3 Ex-California Micro Execs Settle SEC Fraud Charges
California Micro Devices Corp.’s former president, Surendra Gupta, and two other former executives have agreed to pay a total of $386,762 to settle charges they fraudulently inflated the company’s sales in fiscal 1994.
The Securities and Exchange Commission also charged the two former plant managers, Bhasker Rao and R. Ramana Penumarty, with illegal insider trading to avoid losses of $128,588.
“This is one of the biggest financial reporting frauds we’ve seen in Silicon Valley,” said William Kimball, SEC branch chief in San Francisco.
Gupta agreed to pay a $72,250 fine and to be permanently barred from serving as an officer or director of a public company in order to settle the SEC allegations. He faces a criminal trial on similar charges in June.
Rao, who managed the company’s Tempe, Ariz., plant, agreed to pay $170,432 in fines and restitution, and Penumarty, who managed California Micro Devices’ plant in Milpitas, agreed to pay $144,080 in fines and restitution. They were barred from serving as an officer or director of a public company for five years.
Under the settlement, the three individuals neither admitted nor denied the allegations. All three either had no comment or their lawyers did not return calls.

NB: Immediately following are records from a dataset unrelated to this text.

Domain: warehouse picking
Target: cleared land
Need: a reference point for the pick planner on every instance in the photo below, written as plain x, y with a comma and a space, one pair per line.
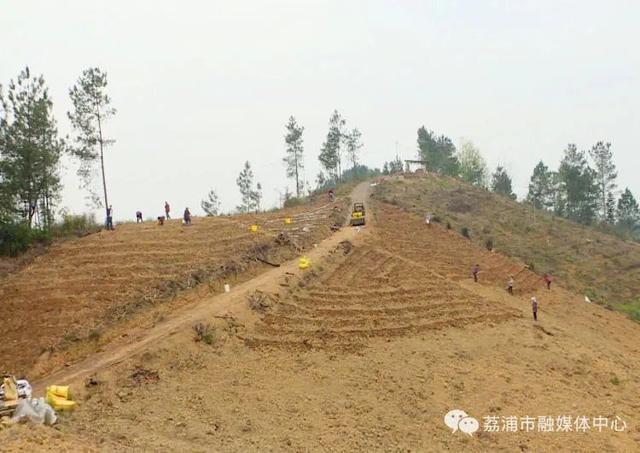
75, 298
582, 259
366, 351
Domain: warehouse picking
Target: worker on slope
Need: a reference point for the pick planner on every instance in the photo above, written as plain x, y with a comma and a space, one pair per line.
534, 308
110, 217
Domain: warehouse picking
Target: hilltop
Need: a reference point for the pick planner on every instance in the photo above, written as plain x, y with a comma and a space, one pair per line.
581, 259
78, 295
365, 351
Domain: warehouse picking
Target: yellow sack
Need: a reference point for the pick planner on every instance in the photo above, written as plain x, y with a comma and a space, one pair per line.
60, 390
59, 403
10, 389
304, 263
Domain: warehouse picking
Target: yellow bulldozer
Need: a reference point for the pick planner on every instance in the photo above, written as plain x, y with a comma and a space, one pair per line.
357, 214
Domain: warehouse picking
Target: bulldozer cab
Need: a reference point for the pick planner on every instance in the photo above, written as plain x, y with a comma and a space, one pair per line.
357, 214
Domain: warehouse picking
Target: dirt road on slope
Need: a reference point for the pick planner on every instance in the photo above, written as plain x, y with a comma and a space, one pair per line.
216, 305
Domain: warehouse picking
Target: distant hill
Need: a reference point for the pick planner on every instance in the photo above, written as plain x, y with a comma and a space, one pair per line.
582, 259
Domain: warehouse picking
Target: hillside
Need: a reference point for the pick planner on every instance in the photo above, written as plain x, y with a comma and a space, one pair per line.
365, 351
79, 294
582, 259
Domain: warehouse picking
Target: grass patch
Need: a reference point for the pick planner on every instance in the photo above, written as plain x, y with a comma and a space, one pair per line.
205, 333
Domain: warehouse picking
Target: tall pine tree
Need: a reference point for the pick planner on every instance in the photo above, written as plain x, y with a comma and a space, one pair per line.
30, 152
577, 187
330, 152
294, 152
605, 175
628, 213
473, 167
501, 183
438, 152
250, 196
541, 187
91, 109
353, 144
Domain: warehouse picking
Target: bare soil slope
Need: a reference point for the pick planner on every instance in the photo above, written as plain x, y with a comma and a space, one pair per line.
367, 351
587, 261
64, 302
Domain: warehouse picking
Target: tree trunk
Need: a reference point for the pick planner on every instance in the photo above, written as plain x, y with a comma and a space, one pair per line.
104, 179
297, 183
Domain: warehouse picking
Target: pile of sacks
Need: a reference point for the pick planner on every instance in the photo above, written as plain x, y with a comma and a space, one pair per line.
17, 403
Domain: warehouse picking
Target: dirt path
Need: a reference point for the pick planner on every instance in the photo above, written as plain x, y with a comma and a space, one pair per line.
215, 305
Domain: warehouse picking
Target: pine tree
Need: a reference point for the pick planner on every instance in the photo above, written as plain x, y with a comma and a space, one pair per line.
438, 152
541, 193
295, 150
501, 183
628, 212
250, 197
91, 109
211, 205
30, 152
473, 168
577, 187
605, 175
330, 152
353, 146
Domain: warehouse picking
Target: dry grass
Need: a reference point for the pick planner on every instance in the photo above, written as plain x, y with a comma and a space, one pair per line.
587, 261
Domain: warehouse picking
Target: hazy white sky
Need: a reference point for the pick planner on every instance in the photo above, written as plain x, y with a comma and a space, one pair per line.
200, 87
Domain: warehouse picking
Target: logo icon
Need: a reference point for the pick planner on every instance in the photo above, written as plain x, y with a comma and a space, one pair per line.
457, 419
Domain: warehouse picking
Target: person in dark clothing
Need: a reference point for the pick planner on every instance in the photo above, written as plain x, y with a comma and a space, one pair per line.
475, 270
110, 218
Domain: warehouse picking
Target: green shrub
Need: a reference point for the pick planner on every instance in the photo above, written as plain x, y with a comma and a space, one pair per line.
292, 202
75, 225
489, 244
16, 237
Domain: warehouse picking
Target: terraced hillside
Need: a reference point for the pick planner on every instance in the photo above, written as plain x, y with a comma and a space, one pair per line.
72, 294
365, 351
371, 293
587, 261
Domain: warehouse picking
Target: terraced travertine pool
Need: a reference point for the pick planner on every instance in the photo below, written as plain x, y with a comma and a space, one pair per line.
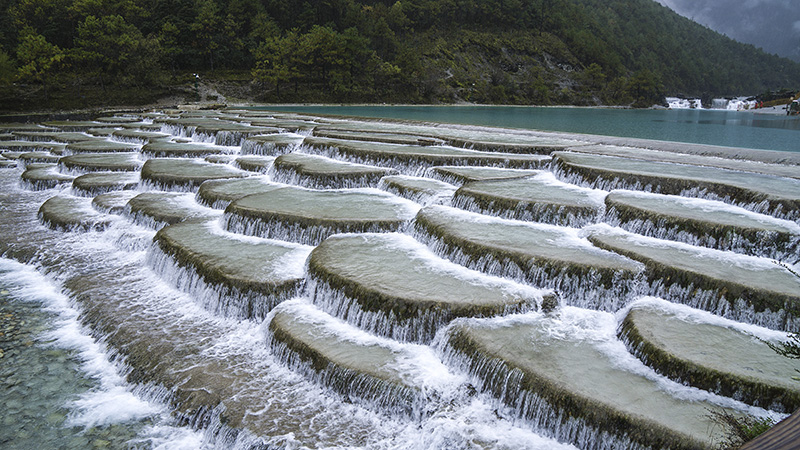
278, 280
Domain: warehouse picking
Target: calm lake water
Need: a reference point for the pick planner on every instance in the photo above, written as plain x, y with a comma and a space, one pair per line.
715, 127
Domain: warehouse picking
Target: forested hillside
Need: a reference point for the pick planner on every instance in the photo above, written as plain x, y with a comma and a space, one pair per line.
486, 51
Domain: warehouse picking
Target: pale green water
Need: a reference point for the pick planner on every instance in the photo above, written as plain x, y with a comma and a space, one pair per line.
726, 128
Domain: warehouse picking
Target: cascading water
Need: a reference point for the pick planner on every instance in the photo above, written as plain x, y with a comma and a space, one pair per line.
372, 342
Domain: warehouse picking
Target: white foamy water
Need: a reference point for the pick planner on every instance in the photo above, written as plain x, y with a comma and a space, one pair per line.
111, 400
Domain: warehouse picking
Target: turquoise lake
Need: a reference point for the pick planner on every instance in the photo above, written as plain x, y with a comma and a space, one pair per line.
714, 127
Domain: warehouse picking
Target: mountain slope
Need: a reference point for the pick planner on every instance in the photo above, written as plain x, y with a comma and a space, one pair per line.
411, 51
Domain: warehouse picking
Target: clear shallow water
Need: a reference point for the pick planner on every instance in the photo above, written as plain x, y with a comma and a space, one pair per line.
58, 387
726, 128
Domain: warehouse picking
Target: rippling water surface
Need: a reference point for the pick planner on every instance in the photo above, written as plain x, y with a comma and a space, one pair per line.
713, 127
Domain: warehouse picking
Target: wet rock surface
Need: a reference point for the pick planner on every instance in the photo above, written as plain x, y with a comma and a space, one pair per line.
477, 289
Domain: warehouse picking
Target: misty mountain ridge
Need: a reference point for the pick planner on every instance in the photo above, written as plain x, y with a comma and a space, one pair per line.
773, 25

Milpitas-based California Micro Devices, which makes computer chips, was not charged by the SEC in the case and had no comment on the settlements announced by the SEC.

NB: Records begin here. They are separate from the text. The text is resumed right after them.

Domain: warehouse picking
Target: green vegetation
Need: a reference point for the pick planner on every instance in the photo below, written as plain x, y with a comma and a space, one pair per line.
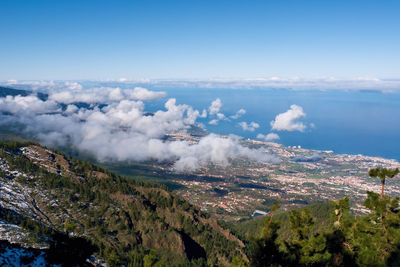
369, 240
128, 222
382, 174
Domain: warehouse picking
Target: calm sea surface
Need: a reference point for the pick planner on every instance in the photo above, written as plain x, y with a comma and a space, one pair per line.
351, 122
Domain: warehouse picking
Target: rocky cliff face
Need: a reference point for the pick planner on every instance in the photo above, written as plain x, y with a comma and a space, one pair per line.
66, 211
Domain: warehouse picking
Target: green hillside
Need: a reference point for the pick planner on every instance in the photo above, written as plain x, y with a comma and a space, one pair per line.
124, 220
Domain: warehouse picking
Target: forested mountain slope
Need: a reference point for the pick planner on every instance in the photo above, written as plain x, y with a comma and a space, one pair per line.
70, 210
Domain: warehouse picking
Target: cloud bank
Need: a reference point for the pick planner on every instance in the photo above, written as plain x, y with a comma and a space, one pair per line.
252, 126
268, 137
289, 120
122, 130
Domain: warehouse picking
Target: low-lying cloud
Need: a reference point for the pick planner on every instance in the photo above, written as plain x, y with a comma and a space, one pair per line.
289, 120
252, 126
268, 137
122, 130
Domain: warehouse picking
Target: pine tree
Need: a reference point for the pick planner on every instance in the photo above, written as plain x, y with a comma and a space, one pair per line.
382, 174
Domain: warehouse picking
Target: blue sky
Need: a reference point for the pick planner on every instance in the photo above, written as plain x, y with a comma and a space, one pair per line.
55, 40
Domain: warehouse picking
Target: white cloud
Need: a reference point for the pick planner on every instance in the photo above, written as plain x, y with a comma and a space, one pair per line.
289, 120
249, 127
268, 137
213, 122
238, 114
104, 95
122, 130
215, 106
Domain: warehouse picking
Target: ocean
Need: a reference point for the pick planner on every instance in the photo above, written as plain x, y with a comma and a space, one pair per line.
346, 122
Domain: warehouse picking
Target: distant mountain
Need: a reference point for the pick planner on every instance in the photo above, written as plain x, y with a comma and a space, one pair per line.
59, 210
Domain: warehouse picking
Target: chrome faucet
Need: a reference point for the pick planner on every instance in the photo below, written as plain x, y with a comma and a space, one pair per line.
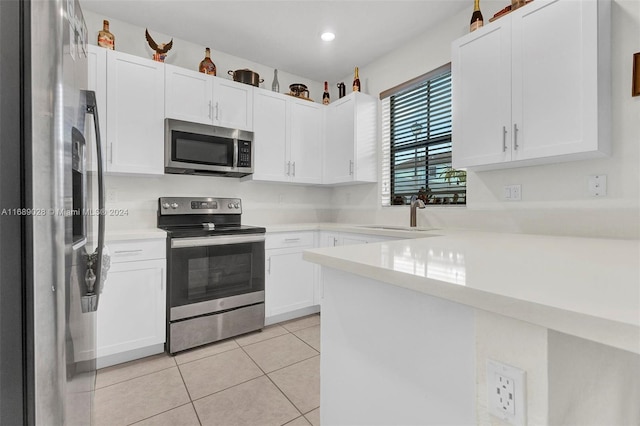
415, 204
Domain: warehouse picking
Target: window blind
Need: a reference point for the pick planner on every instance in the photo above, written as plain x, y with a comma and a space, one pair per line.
416, 133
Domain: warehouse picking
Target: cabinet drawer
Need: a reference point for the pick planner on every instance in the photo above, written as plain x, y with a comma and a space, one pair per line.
289, 239
135, 250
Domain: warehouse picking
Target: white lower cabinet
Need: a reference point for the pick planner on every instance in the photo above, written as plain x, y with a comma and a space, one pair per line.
132, 305
290, 281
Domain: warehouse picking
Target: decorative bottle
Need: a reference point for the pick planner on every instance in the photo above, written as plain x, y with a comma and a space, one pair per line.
476, 17
275, 86
325, 95
356, 80
105, 38
206, 65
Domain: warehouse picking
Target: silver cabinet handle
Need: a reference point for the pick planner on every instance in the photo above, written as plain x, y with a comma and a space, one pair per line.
127, 251
504, 139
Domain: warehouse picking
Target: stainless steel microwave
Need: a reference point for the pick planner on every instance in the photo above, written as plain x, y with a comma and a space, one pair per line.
201, 149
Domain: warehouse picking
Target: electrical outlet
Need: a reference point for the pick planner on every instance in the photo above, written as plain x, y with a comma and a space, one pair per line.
597, 185
506, 392
513, 192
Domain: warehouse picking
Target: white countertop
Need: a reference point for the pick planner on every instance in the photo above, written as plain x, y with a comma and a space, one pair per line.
135, 234
373, 229
585, 287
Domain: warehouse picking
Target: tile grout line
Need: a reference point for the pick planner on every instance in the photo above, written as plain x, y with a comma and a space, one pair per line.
160, 413
136, 377
188, 393
279, 390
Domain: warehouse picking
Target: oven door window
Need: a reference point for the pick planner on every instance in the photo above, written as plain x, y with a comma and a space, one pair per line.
213, 272
201, 149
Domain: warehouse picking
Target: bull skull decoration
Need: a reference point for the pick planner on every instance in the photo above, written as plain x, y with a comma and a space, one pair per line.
159, 49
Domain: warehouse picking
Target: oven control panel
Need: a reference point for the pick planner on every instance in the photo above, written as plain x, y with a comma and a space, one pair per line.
199, 205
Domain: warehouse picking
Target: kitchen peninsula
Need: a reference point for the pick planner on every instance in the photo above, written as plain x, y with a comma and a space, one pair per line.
409, 326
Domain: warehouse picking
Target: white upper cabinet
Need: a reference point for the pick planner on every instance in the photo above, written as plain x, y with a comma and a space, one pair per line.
97, 82
533, 87
288, 136
350, 153
305, 150
135, 114
201, 98
270, 128
233, 104
188, 95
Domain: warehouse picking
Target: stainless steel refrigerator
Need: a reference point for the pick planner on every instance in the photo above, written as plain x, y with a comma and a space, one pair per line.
52, 221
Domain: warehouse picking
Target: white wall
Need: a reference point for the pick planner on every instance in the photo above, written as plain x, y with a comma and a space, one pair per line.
554, 197
130, 39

Shares in the company fell 19 cents to close at $5.88 on Nasdaq.
The SEC alleged the three former executives artificially inflated the company’s reported sales in fiscal-year 1994 by ordering employees to falsify documents.
The documents indicated that goods had been shipped when, in most cases, they hadn’t even been manufactured, according to the SEC complaint filed in federal court in San Francisco.